The commission, which includes law enforcement and educators from throughout the county, started meeting in November.
“We want to develop a coordinated approach to school danger and disaster situations with all the departments in the county,” said Superior Court Judge Mary Harper. There are about 30,000 school children in the county.
The plan also calls for a paid position, possibly on contract, in the judicial system.
Board of Commissioners President John Evans, R-North, said commissioners could offer county economic development income tax money for the rest of the year, since the position was not budgeted by the Porter County Council.
“We would want to make sure it’s not something we’re going to lose,” he said.
In other business, Porter County Sheriff David Lain is close to recommending a health care service provider for the county jail.
Lain said selecting a provider has been “an arduous process,” but he hopes to make a recommendation at the commissioners’ May 21 meeting between Correct Care Solutions in Nashville, Tenn., and Correctional Healthcare Companies in Greenwood Village, Colo.
The annual cost of providing health care at the jail, depending on which provider Lain and a committee of county officials select, will range from about $900,000 to $1.2 million.
Lain has been working to increase medical staff at the jail, and increase coverage to include overnight hours, for several months.
“It’s going to be expensive no matter which way we go with it,” Commissioner Evans said.
In a related matter, Evans took the Porter County Council to task for not mustering the votes at their April meeting to grant Porter County Parks and Recreation $1.5 million in hospital interest proceeds for the Raise the Barn project at Sunset Hill Farm County Park.
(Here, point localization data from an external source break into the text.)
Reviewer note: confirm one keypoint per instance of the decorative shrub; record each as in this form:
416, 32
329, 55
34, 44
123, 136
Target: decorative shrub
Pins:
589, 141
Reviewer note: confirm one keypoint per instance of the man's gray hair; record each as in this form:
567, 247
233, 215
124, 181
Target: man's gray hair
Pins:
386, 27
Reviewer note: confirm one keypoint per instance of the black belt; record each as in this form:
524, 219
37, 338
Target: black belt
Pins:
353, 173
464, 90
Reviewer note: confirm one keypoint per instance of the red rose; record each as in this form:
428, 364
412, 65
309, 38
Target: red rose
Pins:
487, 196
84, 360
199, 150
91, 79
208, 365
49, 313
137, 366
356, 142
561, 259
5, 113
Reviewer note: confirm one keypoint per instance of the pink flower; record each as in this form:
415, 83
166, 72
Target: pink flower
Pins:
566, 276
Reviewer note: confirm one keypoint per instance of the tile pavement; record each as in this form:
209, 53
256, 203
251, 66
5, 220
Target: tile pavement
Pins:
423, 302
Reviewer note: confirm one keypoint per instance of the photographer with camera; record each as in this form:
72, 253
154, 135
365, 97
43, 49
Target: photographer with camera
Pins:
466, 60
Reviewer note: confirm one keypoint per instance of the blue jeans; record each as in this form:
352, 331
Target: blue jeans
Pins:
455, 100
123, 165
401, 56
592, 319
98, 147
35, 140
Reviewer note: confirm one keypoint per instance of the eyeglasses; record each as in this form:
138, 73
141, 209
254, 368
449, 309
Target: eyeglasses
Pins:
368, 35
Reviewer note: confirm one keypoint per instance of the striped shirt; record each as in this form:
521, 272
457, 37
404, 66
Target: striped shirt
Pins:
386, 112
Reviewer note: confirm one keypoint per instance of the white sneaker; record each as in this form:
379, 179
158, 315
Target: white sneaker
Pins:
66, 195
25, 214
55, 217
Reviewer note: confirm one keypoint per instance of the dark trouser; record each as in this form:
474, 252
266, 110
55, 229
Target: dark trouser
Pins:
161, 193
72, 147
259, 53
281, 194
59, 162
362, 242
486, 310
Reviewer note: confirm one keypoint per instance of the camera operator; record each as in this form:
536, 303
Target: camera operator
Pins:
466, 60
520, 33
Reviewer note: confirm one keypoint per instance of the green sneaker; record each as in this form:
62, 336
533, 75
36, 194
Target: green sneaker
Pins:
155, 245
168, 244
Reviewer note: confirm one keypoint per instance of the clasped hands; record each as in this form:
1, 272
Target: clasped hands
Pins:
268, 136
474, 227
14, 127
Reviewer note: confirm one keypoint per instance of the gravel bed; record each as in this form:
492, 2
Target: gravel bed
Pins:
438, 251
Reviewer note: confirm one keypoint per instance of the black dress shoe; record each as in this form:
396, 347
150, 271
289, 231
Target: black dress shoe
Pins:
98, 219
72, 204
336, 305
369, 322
The commissioners approved the move last month. While the council voted 3-2 in favor of the funds, two council members were absent and the council did not have the majority needed to move forwarded. The no votes came from councilmen because of the financial matter of funding medical services at the jail.
The council convoluted the two issues, Evans said. The jail will require ongoing funding and the building at the park, a project for 13 years, was a one-time request.
“I’m very disappointed that the council feels they have to hold one project hostage when it’s been ongoing,” Evans said.